Ainda que o brasileiro esteja mais consciente em relação a importância da reciclagem de materiais que não são biodegradáveis, ou seja, que não são absorvidos pelo meio ambiente, muita coisa ainda precisa ser feita para dotar o país de uma cultura ambiental. É o que aponta o mais recente levantamento realizado pela Associação Brasileira das Indústrias do PET (Abipet) – que congrega os fabricantes da resina PET, de embalagens de PET e os recicladores das embalagens pós-consumo. De acordo com a pesquisa, somente em 2014 o volume de embalagens recicladas bateu na casa das 170 mil toneladas, um aumento de 31% em relação a 2010. Estima-se que pelo menos 700 mil pessoas trabalhem informalmente na coleta de materiais recicláveis em todo o Brasil e números do Ministério do Trabalho apontam que o setor emprega mais de 30 mil pessoas com carteira assinada. Além da geração de milhares de empregos diretos e indiretos, a reciclagem tem no meio ambiente o ponto mais importante. Basta atentar para o fato que uma garrafa PET demora mais de 100 anos para ser degradada pela natureza, ou seja, quem joga uma embalagem dessa em rios, praias ou terrenos baldios está deixando uma herança maldita para as próximas gerações.

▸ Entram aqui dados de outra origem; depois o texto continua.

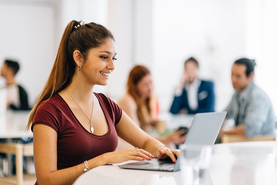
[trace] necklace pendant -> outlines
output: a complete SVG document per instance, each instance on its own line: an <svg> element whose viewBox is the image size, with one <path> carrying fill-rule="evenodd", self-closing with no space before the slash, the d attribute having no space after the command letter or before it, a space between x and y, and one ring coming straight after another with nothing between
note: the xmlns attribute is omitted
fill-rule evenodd
<svg viewBox="0 0 277 185"><path fill-rule="evenodd" d="M94 129L92 126L90 127L90 132L91 132L91 134L93 134L93 133L94 132Z"/></svg>

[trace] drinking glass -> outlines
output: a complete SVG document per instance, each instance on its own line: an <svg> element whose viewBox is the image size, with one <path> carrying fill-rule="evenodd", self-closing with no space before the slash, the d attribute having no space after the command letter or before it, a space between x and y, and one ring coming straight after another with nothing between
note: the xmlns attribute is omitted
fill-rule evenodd
<svg viewBox="0 0 277 185"><path fill-rule="evenodd" d="M203 144L184 144L180 147L180 160L182 184L205 184L208 181L208 168L211 147Z"/></svg>

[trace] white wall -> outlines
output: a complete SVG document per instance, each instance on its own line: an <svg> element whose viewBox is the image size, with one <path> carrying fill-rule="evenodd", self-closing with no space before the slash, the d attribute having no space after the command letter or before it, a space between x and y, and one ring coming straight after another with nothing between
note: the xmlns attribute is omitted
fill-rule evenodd
<svg viewBox="0 0 277 185"><path fill-rule="evenodd" d="M18 59L18 80L33 103L48 76L63 30L70 20L100 23L114 35L118 60L106 87L116 101L135 64L149 67L163 111L169 108L183 62L193 56L201 77L216 84L216 109L233 92L231 65L255 58L255 81L277 113L277 2L275 0L0 0L3 25L0 60ZM2 83L2 79L0 84ZM0 84L1 85L1 84ZM277 115L277 113L276 113Z"/></svg>
<svg viewBox="0 0 277 185"><path fill-rule="evenodd" d="M17 80L30 103L40 92L55 58L57 7L51 1L0 1L1 65L6 58L18 61Z"/></svg>

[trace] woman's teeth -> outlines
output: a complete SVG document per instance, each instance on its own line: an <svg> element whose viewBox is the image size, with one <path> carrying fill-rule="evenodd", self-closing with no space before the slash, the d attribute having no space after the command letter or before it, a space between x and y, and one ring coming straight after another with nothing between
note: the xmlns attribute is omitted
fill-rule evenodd
<svg viewBox="0 0 277 185"><path fill-rule="evenodd" d="M100 73L101 73L102 75L103 75L104 76L110 76L110 73L106 73L105 72L100 72Z"/></svg>

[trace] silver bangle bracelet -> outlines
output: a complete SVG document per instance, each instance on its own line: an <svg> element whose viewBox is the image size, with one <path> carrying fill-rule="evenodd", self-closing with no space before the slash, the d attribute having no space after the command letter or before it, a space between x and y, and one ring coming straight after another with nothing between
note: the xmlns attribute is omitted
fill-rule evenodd
<svg viewBox="0 0 277 185"><path fill-rule="evenodd" d="M88 163L87 161L84 161L84 164L85 165L85 168L84 168L84 171L86 172L90 171L90 166L88 165Z"/></svg>
<svg viewBox="0 0 277 185"><path fill-rule="evenodd" d="M167 148L167 147L165 145L160 145L159 146L157 147L157 148L156 149L156 154L157 154L157 156L159 156L159 155L158 154L158 149L159 148L159 147L161 147L162 146L163 146L163 147L165 147L166 148Z"/></svg>

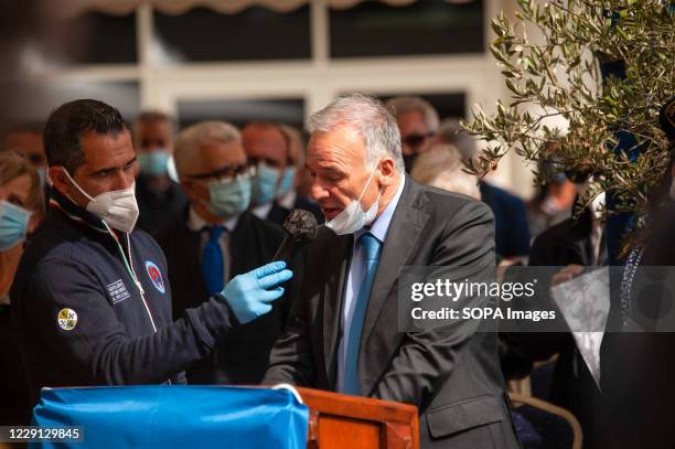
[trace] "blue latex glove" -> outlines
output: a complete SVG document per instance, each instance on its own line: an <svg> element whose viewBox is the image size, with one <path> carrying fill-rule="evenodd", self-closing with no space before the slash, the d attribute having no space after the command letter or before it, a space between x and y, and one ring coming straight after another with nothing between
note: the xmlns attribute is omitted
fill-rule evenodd
<svg viewBox="0 0 675 449"><path fill-rule="evenodd" d="M271 302L283 295L286 282L293 272L286 269L285 261L272 261L253 271L236 276L221 293L237 317L245 324L271 310Z"/></svg>

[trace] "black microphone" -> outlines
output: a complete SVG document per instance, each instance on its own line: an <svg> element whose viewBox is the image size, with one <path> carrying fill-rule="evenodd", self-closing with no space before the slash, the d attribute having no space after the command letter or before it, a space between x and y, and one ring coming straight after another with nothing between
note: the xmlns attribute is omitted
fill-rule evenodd
<svg viewBox="0 0 675 449"><path fill-rule="evenodd" d="M283 237L283 242L281 242L281 246L275 253L272 260L280 260L282 256L286 256L289 247L294 242L304 243L313 240L317 237L318 228L319 223L317 223L314 214L302 209L293 210L283 221L286 237Z"/></svg>

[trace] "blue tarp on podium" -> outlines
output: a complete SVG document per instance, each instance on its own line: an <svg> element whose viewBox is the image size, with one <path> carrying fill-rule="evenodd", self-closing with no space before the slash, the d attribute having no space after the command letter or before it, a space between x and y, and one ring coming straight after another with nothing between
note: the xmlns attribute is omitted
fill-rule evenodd
<svg viewBox="0 0 675 449"><path fill-rule="evenodd" d="M78 426L72 448L307 447L309 409L288 389L228 386L45 388L33 425Z"/></svg>

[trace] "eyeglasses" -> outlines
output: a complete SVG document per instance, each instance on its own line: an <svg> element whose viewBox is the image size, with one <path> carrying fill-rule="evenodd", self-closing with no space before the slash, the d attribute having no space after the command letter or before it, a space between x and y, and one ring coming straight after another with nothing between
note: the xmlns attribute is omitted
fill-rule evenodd
<svg viewBox="0 0 675 449"><path fill-rule="evenodd" d="M249 165L248 163L240 163L237 165L226 165L222 169L218 169L218 170L215 170L208 173L191 174L188 178L192 180L200 180L200 181L232 182L235 180L236 177L239 177L239 175L255 177L255 174L256 174L255 165Z"/></svg>
<svg viewBox="0 0 675 449"><path fill-rule="evenodd" d="M436 136L436 132L427 132L426 135L415 133L415 135L408 135L404 137L401 140L408 147L418 148L418 147L421 147L421 145L425 143L427 139L433 136Z"/></svg>

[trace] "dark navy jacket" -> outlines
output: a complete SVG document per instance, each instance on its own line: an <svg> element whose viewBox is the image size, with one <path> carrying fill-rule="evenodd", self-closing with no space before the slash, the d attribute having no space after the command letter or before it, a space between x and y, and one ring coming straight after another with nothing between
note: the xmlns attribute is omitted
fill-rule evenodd
<svg viewBox="0 0 675 449"><path fill-rule="evenodd" d="M219 297L172 322L162 250L142 231L128 238L140 288L103 222L52 193L10 293L33 404L44 386L184 383L237 323Z"/></svg>

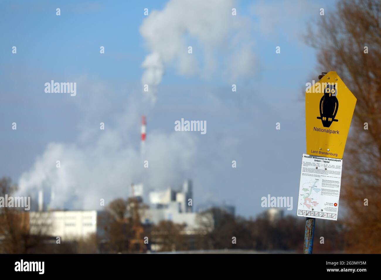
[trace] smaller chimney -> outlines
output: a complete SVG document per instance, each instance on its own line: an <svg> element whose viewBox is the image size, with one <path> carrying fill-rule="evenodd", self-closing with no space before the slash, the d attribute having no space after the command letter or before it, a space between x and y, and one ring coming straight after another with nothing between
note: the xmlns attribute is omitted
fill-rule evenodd
<svg viewBox="0 0 381 280"><path fill-rule="evenodd" d="M38 191L38 211L42 211L44 207L44 192L42 190Z"/></svg>
<svg viewBox="0 0 381 280"><path fill-rule="evenodd" d="M142 128L141 137L140 152L142 155L144 155L145 152L146 142L146 116L142 116Z"/></svg>

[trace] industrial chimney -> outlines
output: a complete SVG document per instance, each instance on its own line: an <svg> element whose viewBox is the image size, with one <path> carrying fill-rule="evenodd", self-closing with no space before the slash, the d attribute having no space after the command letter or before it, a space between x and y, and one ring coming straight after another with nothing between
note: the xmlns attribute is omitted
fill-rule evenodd
<svg viewBox="0 0 381 280"><path fill-rule="evenodd" d="M142 155L145 153L146 142L146 116L142 116L141 138L140 144L140 152Z"/></svg>

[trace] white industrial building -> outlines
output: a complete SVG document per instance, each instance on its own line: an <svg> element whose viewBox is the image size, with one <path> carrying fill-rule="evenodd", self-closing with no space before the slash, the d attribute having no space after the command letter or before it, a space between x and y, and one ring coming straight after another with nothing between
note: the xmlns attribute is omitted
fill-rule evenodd
<svg viewBox="0 0 381 280"><path fill-rule="evenodd" d="M105 214L96 210L31 211L29 224L32 233L59 237L63 241L78 240L102 234L101 225Z"/></svg>
<svg viewBox="0 0 381 280"><path fill-rule="evenodd" d="M161 221L171 221L185 224L187 230L199 227L199 214L193 212L192 182L186 180L182 189L176 191L171 187L149 194L149 208L141 214L142 222L157 224Z"/></svg>

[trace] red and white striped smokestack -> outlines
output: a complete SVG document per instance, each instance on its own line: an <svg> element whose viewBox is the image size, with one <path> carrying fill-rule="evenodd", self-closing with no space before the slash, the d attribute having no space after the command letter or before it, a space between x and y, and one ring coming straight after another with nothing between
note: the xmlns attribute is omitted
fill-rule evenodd
<svg viewBox="0 0 381 280"><path fill-rule="evenodd" d="M142 155L144 155L145 152L145 143L146 142L146 116L142 116L141 138L141 152Z"/></svg>

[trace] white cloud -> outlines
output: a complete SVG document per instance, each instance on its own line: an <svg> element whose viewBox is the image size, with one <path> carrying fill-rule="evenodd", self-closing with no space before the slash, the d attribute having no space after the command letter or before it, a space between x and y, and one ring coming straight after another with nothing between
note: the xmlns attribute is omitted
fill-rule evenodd
<svg viewBox="0 0 381 280"><path fill-rule="evenodd" d="M90 121L81 126L83 131L72 144L49 143L21 175L19 193L35 194L42 189L47 199L53 189L50 207L99 209L101 198L107 204L113 198L126 197L131 182L143 182L146 187L160 188L182 181L195 155L195 136L174 131L166 134L149 131L142 156L138 141L134 140L140 138L140 116L136 109L139 104L132 98L127 103L122 114L113 114L114 125L107 123L104 130ZM145 160L148 168L144 167ZM60 161L60 168L56 167L57 160Z"/></svg>
<svg viewBox="0 0 381 280"><path fill-rule="evenodd" d="M149 85L152 101L156 100L157 87L168 67L179 75L208 78L219 70L218 61L222 61L227 68L220 76L241 78L253 74L255 55L247 43L252 40L250 25L247 19L232 15L233 8L236 5L231 0L170 0L162 10L150 13L140 31L151 52L142 64L145 70L141 81ZM188 53L189 46L192 54ZM237 65L231 70L234 59Z"/></svg>

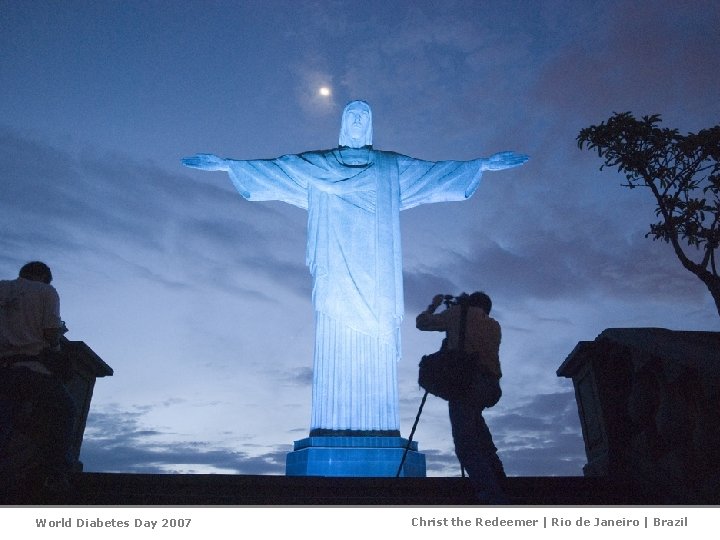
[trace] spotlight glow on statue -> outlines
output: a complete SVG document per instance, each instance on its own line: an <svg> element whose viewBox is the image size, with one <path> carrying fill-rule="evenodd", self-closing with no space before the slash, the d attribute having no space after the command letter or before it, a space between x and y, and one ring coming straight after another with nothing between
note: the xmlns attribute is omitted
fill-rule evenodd
<svg viewBox="0 0 720 540"><path fill-rule="evenodd" d="M345 107L340 145L332 150L261 160L183 159L188 167L227 171L249 201L284 201L308 211L306 262L315 308L311 436L399 436L400 211L465 200L483 171L527 159L500 152L431 162L376 150L364 101Z"/></svg>

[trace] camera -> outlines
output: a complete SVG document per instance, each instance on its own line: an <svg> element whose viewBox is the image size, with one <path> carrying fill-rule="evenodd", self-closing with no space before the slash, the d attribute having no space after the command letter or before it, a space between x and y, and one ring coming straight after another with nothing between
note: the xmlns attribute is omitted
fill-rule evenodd
<svg viewBox="0 0 720 540"><path fill-rule="evenodd" d="M462 293L458 296L446 294L445 296L443 296L443 304L445 304L446 308L449 308L450 306L462 305L468 301L468 298L470 298L470 295L468 295L467 293Z"/></svg>

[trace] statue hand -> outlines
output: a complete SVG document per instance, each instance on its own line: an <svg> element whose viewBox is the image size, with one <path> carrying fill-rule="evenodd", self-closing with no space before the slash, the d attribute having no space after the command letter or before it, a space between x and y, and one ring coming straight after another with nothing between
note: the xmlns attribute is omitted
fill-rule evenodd
<svg viewBox="0 0 720 540"><path fill-rule="evenodd" d="M227 171L228 166L224 159L215 154L196 154L182 159L183 165L203 171Z"/></svg>
<svg viewBox="0 0 720 540"><path fill-rule="evenodd" d="M484 171L502 171L503 169L510 169L522 165L528 159L525 154L516 154L515 152L498 152L493 154L485 160L483 163Z"/></svg>

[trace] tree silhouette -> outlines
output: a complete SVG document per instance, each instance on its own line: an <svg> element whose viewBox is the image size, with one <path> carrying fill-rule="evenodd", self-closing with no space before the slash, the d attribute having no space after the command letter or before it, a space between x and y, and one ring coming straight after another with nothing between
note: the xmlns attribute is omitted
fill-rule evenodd
<svg viewBox="0 0 720 540"><path fill-rule="evenodd" d="M600 170L617 167L626 187L650 190L658 221L645 237L672 246L680 263L707 286L720 315L720 125L681 135L660 128L660 122L657 114L637 120L629 112L614 113L582 129L578 147L597 150L604 159Z"/></svg>

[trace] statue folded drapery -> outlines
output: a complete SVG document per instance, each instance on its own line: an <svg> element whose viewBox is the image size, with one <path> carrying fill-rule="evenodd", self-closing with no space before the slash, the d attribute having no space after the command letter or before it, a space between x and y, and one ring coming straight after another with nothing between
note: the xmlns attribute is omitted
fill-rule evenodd
<svg viewBox="0 0 720 540"><path fill-rule="evenodd" d="M308 211L315 352L311 435L399 435L397 360L403 285L400 211L460 201L483 170L524 163L512 152L430 162L372 148L367 103L343 113L340 146L267 160L199 154L183 162L225 170L249 201Z"/></svg>

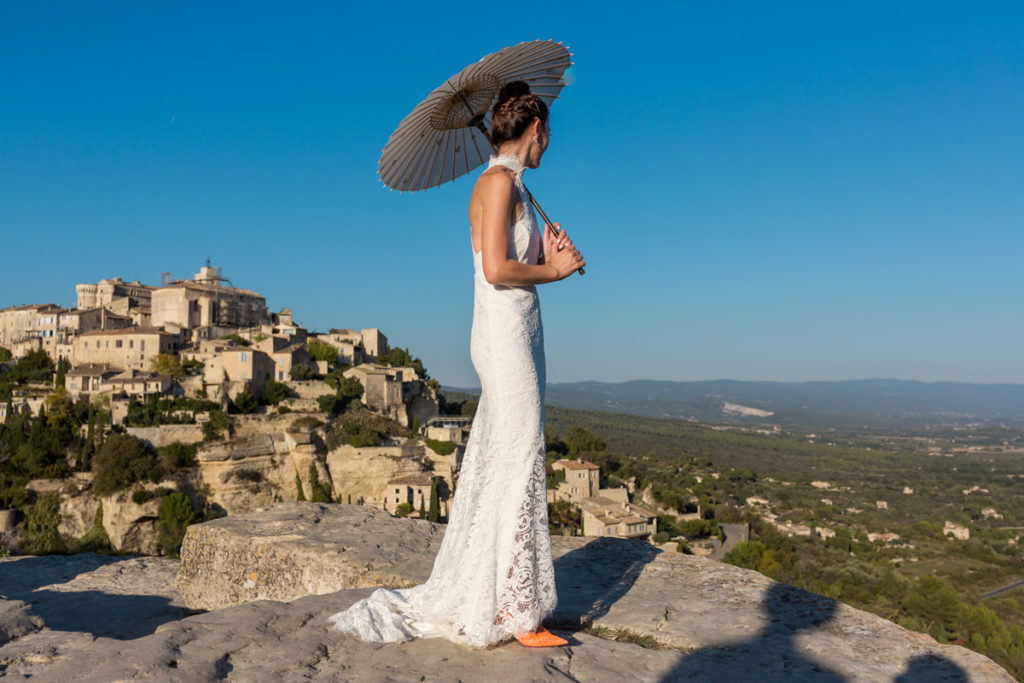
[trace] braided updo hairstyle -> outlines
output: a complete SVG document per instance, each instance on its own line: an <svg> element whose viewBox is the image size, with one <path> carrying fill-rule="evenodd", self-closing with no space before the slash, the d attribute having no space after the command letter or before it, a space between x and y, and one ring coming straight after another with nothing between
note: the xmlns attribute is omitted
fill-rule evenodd
<svg viewBox="0 0 1024 683"><path fill-rule="evenodd" d="M517 139L534 123L534 119L548 124L548 105L544 100L532 94L523 81L512 81L502 86L490 114L490 141L495 148Z"/></svg>

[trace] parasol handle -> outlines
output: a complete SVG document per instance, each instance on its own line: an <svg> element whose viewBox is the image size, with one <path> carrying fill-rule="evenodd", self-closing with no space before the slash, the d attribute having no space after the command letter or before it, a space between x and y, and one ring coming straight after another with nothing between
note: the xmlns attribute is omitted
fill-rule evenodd
<svg viewBox="0 0 1024 683"><path fill-rule="evenodd" d="M527 189L526 196L529 197L529 203L534 205L535 209L537 209L537 213L541 214L541 218L544 220L544 224L547 225L548 229L551 230L551 233L557 238L558 230L555 229L555 224L551 221L550 218L548 218L548 214L544 213L544 209L541 208L541 205L538 203L538 201L534 199L534 193ZM579 272L581 275L586 274L586 270L584 270L583 268L580 268L579 270L577 270L577 272Z"/></svg>
<svg viewBox="0 0 1024 683"><path fill-rule="evenodd" d="M473 108L470 106L469 102L466 101L466 98L463 97L462 92L459 92L459 96L462 97L462 101L466 104L466 109L468 109L470 111L470 113L472 113L473 112ZM473 125L473 124L470 124L470 125ZM479 131L481 133L483 133L483 139L485 139L487 142L490 142L490 146L492 146L492 148L494 148L495 154L498 154L498 147L495 146L494 140L490 139L490 133L487 132L487 127L483 125L483 117L482 116L480 116L478 119L475 120L475 125L479 129ZM523 185L523 189L526 189L526 185ZM529 203L534 205L535 209L537 209L537 213L541 214L541 218L544 219L544 224L547 225L548 229L551 230L551 233L554 234L557 238L558 237L558 230L555 229L555 224L553 222L551 222L551 219L548 218L548 214L544 213L544 209L542 209L541 205L538 203L538 201L536 199L534 199L534 193L531 193L528 189L526 189L526 197L529 198ZM581 275L583 275L583 274L586 274L587 271L584 270L583 268L580 268L579 270L577 270L577 272L579 272Z"/></svg>

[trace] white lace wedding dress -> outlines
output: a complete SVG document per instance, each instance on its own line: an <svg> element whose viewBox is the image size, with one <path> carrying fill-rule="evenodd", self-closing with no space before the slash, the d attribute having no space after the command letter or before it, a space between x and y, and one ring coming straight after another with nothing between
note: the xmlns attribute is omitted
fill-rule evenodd
<svg viewBox="0 0 1024 683"><path fill-rule="evenodd" d="M535 264L537 218L522 166L514 173L519 210L509 258ZM447 638L486 647L537 629L555 608L548 537L544 453L544 331L535 287L490 285L473 254L470 353L480 402L463 458L450 521L430 579L410 589L380 589L330 617L340 631L373 642Z"/></svg>

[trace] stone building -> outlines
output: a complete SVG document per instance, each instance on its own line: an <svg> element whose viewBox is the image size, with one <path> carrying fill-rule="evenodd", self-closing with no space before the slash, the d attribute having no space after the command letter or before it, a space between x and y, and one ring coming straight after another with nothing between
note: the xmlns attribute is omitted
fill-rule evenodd
<svg viewBox="0 0 1024 683"><path fill-rule="evenodd" d="M362 403L409 427L416 419L420 424L437 417L437 395L420 379L415 368L384 368L364 364L345 371L362 383Z"/></svg>
<svg viewBox="0 0 1024 683"><path fill-rule="evenodd" d="M125 315L134 309L148 308L155 289L137 280L126 283L120 278L103 279L95 285L75 286L79 308L106 308Z"/></svg>
<svg viewBox="0 0 1024 683"><path fill-rule="evenodd" d="M384 502L384 509L394 512L402 503L409 505L410 510L417 512L422 506L424 510L430 511L430 487L433 485L434 475L430 472L420 472L419 474L407 474L395 477L387 482L381 500ZM440 482L438 482L439 484ZM438 514L447 516L447 501L440 500L441 486L438 485Z"/></svg>
<svg viewBox="0 0 1024 683"><path fill-rule="evenodd" d="M82 394L98 393L104 380L118 374L105 362L83 362L68 372L65 387L73 398Z"/></svg>
<svg viewBox="0 0 1024 683"><path fill-rule="evenodd" d="M153 325L187 330L189 338L213 339L238 328L270 322L266 299L231 287L209 263L193 280L179 280L153 292Z"/></svg>
<svg viewBox="0 0 1024 683"><path fill-rule="evenodd" d="M175 353L178 336L158 328L94 330L75 337L74 362L106 364L117 370L150 370L158 353Z"/></svg>
<svg viewBox="0 0 1024 683"><path fill-rule="evenodd" d="M423 425L423 435L435 441L453 441L465 445L473 418L461 415L439 415Z"/></svg>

Se a consciência ecológica continuar crescendo, em pouco tempo mais de 60% de toda embalagem PET colocada no mercado será reciclada. Hoje, 70% dessas embalagens vão para o mercado de refrigerante, mas o que a população desconhece, principalmente aquela que consome refrigerante, é que o PET é uma resina termoplástica, em material atóxico, totalmente inerte e 100% reciclável. Esse percentual de reciclagem já está perto de ser alcançado quando se analisa a realidade das latinhas de alumínio, onde 97,1% das embalagens que foram disponibilizadas no mercado em 2014 tiveram como fim a reciclagem. Lamentavelmente, esse elevado índice de reciclagem que o país apresenta no setor de alumínio não é fruto de políticas de desenvolvimento sustentável ou de consciência ambiental, mas correto por um fator exclusivamente social, já que milhares de famílias encontram nas latinhas uma fonte de complemento de renda. Fica claro portanto, que a reciclagem de lixo no Brasil ocorre muito mais por um fator de sobrevivência do que por obra e graça de políticas públicas.